I due uomini si guardarono.
Si aspettavano di vedere una donna impaurita, che avrebbe iniziato a giustificarsi e a chiedere di essere lasciata andare.
Ma Marina rimaneva calma.
Ed era proprio questo che li irritava.
«Scenda dall’auto», disse Markus.
«Per quale motivo?»
«Le ho chiesto di scendere.»
«Eseguirò un ordine legittimo. Ma vorrei conoscerne la motivazione.»
Per alcuni secondi nessuno disse nulla.
Intorno a loro c’era la notte buia. Un vento leggero muoveva gli alberi lungo la strada, mentre le luci della volante illuminavano un tratto vuoto di asfalto.
Marina sentì che la situazione stava diventando spiacevole.
Prese lentamente il telefono.
«Voglio registrare la nostra conversazione.»
Ma Alex fece subito un passo avanti.
«Metta via il telefono.»
«Perché?»
«Perché glielo sto dicendo io.»
Marina lo guardò attentamente.
«Sa che ho il diritto di registrare questa situazione?»
Markus sospirò.
«Sta complicando inutilmente un semplice controllo.»
«Allora mi spieghi qual è il problema.»
Ancora una volta non ricevette alcuna risposta.
Dopo alcuni secondi, la conversazione si trasformò in un conflitto. Gli agenti insistettero affinché la donna uscisse dall’auto.
Marina non oppose resistenza.
Aprì la portiera e scese da sola.
Tuttavia, ciò che accadde dopo la sorprese.
Gli uomini iniziarono a parlare come se avessero già deciso che lei fosse colpevole.
«È trattenuta per chiarire le circostanze», disse Markus.
«Quali circostanze?» chiese Marina.
Invece di rispondere, uno degli agenti tirò fuori le manette.
Lei li guardò con calma.
«Siete sicuri che sia la decisione giusta?»
Alex sorrise con aria di scherno.
«E allora? Ha forse un modo per impedirci di farlo?»
Marina non rispose.
Si limitò a guardare l’orologio.
Gli uomini pensarono che si fosse spaventata.
Ma non sapevano una cosa.

Nella tasca destra della sua giacca c’era qualcosa che di solito non mostrava subito.
Quando Markus le chiese di controllare i suoi effetti personali, Marina disse con tranquillità:
«Nella tasca c’è una piccola busta.
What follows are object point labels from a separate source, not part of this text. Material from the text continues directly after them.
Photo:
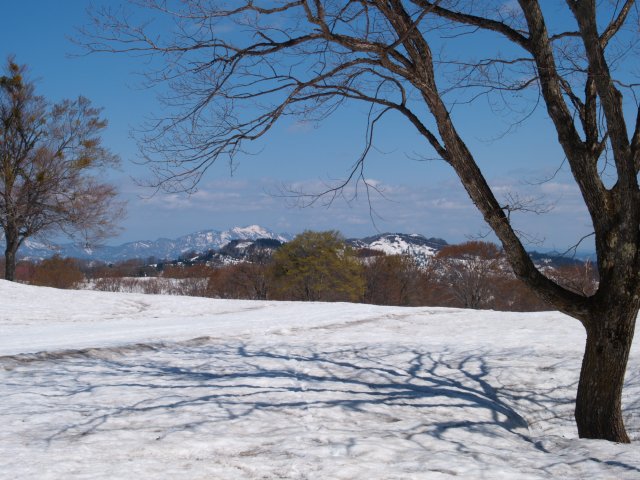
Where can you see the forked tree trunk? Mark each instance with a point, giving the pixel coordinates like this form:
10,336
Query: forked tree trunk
598,411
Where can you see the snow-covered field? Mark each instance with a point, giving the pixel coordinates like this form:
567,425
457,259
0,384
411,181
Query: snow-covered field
113,386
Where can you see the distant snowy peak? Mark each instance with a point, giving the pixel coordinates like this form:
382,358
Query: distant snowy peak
401,243
162,248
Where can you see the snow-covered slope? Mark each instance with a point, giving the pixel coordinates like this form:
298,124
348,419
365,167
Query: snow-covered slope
118,386
401,244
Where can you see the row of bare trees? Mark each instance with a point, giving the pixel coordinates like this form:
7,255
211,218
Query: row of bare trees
470,275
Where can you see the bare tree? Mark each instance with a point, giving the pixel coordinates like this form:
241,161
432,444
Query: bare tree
47,155
234,71
471,270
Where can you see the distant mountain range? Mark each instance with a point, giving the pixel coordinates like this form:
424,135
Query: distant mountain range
162,248
242,243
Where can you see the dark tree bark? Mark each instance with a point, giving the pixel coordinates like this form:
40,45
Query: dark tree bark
381,52
11,249
50,159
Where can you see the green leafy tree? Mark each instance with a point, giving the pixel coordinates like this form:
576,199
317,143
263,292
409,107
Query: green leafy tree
423,63
317,266
50,156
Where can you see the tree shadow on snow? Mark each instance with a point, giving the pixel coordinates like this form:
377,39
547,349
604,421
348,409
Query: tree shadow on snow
351,392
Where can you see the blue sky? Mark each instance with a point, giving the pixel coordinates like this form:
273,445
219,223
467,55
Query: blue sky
419,196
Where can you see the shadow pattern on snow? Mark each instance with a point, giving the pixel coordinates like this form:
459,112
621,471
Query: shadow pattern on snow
338,396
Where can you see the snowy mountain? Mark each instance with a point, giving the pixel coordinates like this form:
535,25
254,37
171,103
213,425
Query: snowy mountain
162,248
401,244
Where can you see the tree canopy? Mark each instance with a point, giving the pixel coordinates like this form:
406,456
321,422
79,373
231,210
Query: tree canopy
235,70
50,158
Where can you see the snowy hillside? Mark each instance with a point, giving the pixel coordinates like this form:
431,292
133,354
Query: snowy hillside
401,244
119,386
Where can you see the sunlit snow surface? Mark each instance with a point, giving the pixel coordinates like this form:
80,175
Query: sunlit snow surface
113,386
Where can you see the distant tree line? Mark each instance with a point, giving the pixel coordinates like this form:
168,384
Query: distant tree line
321,266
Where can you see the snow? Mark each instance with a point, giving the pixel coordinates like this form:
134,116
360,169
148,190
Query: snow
395,245
111,386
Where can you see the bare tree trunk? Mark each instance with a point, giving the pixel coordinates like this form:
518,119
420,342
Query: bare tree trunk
598,411
10,261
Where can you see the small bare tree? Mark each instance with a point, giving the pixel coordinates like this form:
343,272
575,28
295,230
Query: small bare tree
47,157
237,68
471,270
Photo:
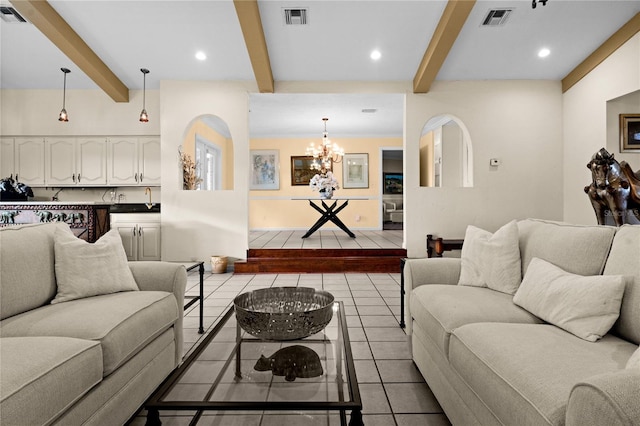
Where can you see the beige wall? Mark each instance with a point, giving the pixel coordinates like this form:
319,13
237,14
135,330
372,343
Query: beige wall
542,137
519,122
426,159
224,144
587,126
199,224
275,209
91,113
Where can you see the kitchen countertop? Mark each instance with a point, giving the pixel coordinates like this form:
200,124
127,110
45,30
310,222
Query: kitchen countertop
113,207
57,203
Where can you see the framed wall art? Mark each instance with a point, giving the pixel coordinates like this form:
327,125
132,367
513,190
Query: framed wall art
629,132
265,169
355,171
301,172
393,183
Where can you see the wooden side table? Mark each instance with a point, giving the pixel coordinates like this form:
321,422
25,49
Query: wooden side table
193,299
440,245
434,245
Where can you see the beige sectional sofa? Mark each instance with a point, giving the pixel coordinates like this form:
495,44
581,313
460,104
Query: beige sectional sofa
489,361
91,360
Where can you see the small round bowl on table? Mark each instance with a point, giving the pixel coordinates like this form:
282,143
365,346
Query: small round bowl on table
284,313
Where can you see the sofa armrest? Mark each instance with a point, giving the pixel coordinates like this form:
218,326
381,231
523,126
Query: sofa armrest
417,272
169,277
606,399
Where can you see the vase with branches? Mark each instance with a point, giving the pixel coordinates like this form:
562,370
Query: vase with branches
190,178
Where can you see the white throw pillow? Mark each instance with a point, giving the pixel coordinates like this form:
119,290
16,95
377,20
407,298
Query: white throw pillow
586,306
634,361
491,260
84,269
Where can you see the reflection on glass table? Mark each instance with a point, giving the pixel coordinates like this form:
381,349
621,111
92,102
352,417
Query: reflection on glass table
231,370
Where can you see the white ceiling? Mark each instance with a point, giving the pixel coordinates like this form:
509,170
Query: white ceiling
164,36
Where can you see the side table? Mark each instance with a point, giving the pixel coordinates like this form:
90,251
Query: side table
440,245
437,245
193,299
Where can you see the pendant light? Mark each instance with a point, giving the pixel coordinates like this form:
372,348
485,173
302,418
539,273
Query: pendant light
63,113
144,117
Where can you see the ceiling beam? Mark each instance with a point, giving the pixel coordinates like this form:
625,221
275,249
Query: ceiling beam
620,37
451,22
44,17
251,24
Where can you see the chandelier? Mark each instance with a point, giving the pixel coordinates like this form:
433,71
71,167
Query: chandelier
325,154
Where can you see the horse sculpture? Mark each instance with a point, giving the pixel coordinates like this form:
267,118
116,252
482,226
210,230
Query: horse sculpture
614,189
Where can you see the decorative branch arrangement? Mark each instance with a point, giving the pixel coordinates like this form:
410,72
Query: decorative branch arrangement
190,179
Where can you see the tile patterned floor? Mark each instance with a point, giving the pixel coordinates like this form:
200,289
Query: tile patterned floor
325,239
392,390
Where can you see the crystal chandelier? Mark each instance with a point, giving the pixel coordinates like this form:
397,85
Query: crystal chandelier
326,153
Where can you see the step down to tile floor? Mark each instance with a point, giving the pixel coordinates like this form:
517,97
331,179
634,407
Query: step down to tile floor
320,261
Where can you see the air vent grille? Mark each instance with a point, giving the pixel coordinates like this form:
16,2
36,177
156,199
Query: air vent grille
496,17
9,14
295,16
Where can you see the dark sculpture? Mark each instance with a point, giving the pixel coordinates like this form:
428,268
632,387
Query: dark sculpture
614,189
8,216
292,362
12,190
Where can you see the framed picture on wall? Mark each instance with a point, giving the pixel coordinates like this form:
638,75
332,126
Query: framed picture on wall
301,172
355,171
629,132
392,183
265,169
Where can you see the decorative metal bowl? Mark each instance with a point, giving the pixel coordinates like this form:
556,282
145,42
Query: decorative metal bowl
284,313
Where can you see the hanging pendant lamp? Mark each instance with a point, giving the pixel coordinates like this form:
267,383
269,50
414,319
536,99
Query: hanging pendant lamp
63,113
144,117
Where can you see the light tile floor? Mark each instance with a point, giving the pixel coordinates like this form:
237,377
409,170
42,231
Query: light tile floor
392,389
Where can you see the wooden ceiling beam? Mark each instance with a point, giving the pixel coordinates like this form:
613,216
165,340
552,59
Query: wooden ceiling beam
45,18
620,37
451,22
251,24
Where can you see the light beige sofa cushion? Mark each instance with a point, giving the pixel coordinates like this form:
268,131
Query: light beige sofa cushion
43,376
524,373
27,284
440,309
624,259
90,269
586,306
123,323
579,249
491,260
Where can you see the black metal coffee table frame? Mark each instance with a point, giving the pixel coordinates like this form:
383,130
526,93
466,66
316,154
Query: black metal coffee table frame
354,404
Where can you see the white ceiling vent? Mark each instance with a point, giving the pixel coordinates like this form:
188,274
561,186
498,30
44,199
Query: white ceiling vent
496,17
295,16
9,14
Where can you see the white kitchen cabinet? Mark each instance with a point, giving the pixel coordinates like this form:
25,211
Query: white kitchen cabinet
23,159
149,160
134,161
76,161
7,168
140,234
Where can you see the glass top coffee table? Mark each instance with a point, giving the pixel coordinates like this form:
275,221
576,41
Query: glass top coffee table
233,371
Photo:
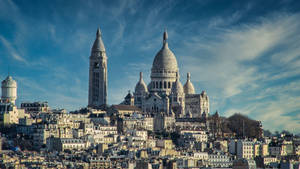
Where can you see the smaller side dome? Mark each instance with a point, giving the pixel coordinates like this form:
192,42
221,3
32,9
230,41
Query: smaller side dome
129,95
188,86
141,87
177,87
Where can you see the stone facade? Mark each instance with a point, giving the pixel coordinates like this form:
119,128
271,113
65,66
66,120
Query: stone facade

La tiri fuori, per favore.»
L’agente aggrottò la fronte.
«Che cosa c’è dentro?»
«Qualcosa che vi aiuterà a capire la situazione.»
Prese la busta.
Al suo interno c’era una cartellina trasparente con alcuni documenti.
All’inizio Markus la guardò senza particolare interesse.
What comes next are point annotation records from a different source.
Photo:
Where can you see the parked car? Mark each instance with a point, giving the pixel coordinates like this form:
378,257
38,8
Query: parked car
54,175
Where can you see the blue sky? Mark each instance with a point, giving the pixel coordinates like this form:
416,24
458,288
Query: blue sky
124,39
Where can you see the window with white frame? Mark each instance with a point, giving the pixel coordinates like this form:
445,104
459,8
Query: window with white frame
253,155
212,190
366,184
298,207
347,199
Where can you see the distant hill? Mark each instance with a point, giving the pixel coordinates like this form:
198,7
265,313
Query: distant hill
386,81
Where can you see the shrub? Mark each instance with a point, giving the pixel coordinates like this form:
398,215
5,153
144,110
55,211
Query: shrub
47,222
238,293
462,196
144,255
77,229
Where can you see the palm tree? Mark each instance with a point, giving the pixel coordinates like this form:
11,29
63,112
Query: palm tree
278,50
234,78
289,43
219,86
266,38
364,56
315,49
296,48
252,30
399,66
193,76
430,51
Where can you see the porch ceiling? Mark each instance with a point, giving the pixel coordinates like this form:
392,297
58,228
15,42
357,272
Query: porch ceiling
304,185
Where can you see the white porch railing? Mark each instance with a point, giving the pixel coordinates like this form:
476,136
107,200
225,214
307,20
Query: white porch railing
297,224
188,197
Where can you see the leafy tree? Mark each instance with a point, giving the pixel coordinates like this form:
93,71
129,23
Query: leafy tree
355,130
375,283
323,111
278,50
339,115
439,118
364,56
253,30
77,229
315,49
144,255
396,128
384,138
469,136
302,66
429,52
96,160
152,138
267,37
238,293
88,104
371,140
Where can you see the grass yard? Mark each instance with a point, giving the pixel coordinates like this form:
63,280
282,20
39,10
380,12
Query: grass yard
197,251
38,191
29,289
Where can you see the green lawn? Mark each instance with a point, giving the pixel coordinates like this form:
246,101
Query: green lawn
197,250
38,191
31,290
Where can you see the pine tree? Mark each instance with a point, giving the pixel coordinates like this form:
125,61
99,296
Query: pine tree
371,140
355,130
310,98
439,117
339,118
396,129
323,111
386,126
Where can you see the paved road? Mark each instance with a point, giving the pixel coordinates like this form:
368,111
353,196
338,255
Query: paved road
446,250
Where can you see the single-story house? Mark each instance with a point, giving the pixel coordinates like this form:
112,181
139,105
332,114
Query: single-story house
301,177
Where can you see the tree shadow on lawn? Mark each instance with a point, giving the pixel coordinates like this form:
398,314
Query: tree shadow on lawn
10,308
Poi la sua espressione cambiò.
Lesse il nome.
Poi la qualifica.
Infine guardò di nuovo la fotografia.
La sicurezza che aveva mostrato fino a pochi minuti prima scomparve improvvisamente.
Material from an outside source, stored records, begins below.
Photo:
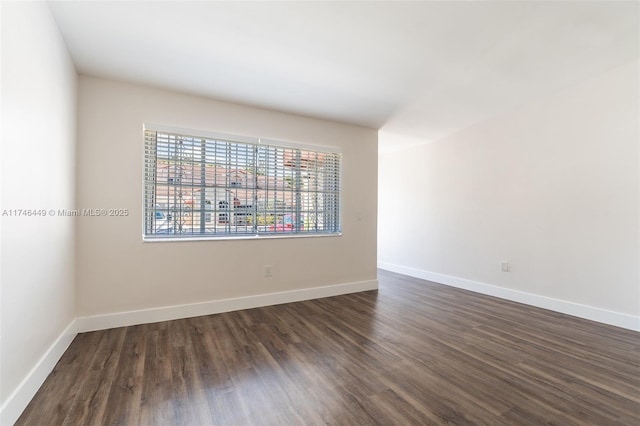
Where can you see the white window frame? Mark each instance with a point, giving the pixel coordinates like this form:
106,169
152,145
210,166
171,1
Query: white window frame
245,210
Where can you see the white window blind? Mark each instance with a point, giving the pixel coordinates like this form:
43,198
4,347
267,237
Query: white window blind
227,186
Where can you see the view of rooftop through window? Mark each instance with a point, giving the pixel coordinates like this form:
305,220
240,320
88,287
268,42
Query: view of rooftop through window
236,186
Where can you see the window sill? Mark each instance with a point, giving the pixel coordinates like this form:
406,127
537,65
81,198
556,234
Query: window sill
235,238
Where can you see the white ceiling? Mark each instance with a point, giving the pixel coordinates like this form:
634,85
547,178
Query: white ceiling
416,70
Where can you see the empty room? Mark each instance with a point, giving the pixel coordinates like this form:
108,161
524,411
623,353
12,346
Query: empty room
320,213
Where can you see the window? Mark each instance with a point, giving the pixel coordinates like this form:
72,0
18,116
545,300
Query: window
208,185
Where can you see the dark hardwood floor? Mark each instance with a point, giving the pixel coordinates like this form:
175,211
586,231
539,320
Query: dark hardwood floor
411,353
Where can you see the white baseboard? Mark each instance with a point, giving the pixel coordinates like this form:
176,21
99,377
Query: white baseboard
582,311
22,395
145,316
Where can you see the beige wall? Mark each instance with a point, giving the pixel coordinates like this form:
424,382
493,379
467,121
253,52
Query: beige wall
117,272
38,150
552,187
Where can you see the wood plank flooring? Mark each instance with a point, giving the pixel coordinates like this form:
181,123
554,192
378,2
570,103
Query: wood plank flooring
411,353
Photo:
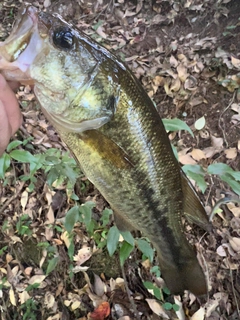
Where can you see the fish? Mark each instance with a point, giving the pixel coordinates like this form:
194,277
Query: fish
113,130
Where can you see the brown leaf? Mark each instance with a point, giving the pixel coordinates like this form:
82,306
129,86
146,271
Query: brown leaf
101,312
231,153
198,154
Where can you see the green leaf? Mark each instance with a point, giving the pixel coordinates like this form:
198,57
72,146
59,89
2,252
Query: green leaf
22,156
14,144
158,293
71,218
166,290
219,168
167,306
125,251
232,183
4,164
196,173
112,240
86,213
71,248
176,125
149,285
52,264
106,216
127,236
176,307
146,249
156,270
200,123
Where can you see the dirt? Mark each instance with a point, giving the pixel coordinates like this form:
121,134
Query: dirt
155,38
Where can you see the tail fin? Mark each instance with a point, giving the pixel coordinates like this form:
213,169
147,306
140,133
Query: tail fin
185,277
193,208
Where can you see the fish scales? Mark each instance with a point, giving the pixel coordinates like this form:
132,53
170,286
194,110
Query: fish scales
114,132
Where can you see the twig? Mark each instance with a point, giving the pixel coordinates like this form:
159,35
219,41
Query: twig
129,296
13,197
220,117
233,289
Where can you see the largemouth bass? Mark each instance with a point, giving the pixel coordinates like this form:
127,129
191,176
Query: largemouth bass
114,132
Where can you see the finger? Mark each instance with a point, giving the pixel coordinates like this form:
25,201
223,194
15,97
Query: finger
14,85
5,129
10,102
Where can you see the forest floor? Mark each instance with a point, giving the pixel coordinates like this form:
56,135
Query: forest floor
187,56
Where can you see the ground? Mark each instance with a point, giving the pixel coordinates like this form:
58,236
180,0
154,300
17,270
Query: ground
186,54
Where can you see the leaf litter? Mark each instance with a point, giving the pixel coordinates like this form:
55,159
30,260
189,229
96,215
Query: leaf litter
191,72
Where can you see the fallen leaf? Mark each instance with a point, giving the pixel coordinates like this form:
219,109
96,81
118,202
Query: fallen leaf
200,123
199,315
23,296
75,305
180,313
12,297
221,251
217,142
36,279
198,154
187,159
101,312
157,308
24,199
83,255
231,153
235,243
182,72
49,300
235,62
Marina non era una semplice automobilista che poteva essere intimidita e costretta a tacere.
Era una specialista del reparto di controllo interno, incaricata di analizzare i reclami dei cittadini riguardanti il comportamento dei dipendenti pubblici.
Aveva scelto deliberatamente di non mostrare subito i documenti.
Perché a volte non si può giudicare una persona dalle sue parole.
Bisogna vedere le sue azioni.
Anche Markus guardò i documenti.
Il suo volto diventò serio.
«Perché non l’ha detto subito?»
Marina rimise la cartellina nella borsa.
«Perché in quel caso avreste cambiato il vostro comportamento.»
Seguì un lungo silenzio.
Pochi minuti dopo, gli agenti parlavano già con un tono completamente diverso.
Spiegavano che si era trattato di un malinteso, che «stavano solo effettuando un controllo» e che la situazione era semplicemente sfuggita di mano.
Ma ormai era troppo tardi.
La telecamera installata nell’auto di Marina aveva registrato tutta la conversazione.
Inoltre, il telefono aveva salvato automaticamente una copia di sicurezza della registrazione.
Il giorno successivo il materiale venne consegnato ai superiori.
Alcune settimane dopo fu avviata un’indagine interna.
Venne stabilito che gli agenti avevano violato le regole relative al rapporto con gli automobilisti e avevano superato i limiti dei loro poteri.
Uno di loro ricevette una sanzione disciplinare e fu sospeso dal servizio in attesa degli accertamenti.
L’altro dovette sottoporsi a un ulteriore controllo e a un corso di formazione.
In seguito Marina disse soltanto una frase:
«La cosa più importante non è chi avete davanti. La cosa più importante è il modo in cui trattate una persona quando pensate che non possa rispondervi.»
A volte una persona mostra il suo vero volto proprio nel momento in cui è convinta che nessuno possa fermarla.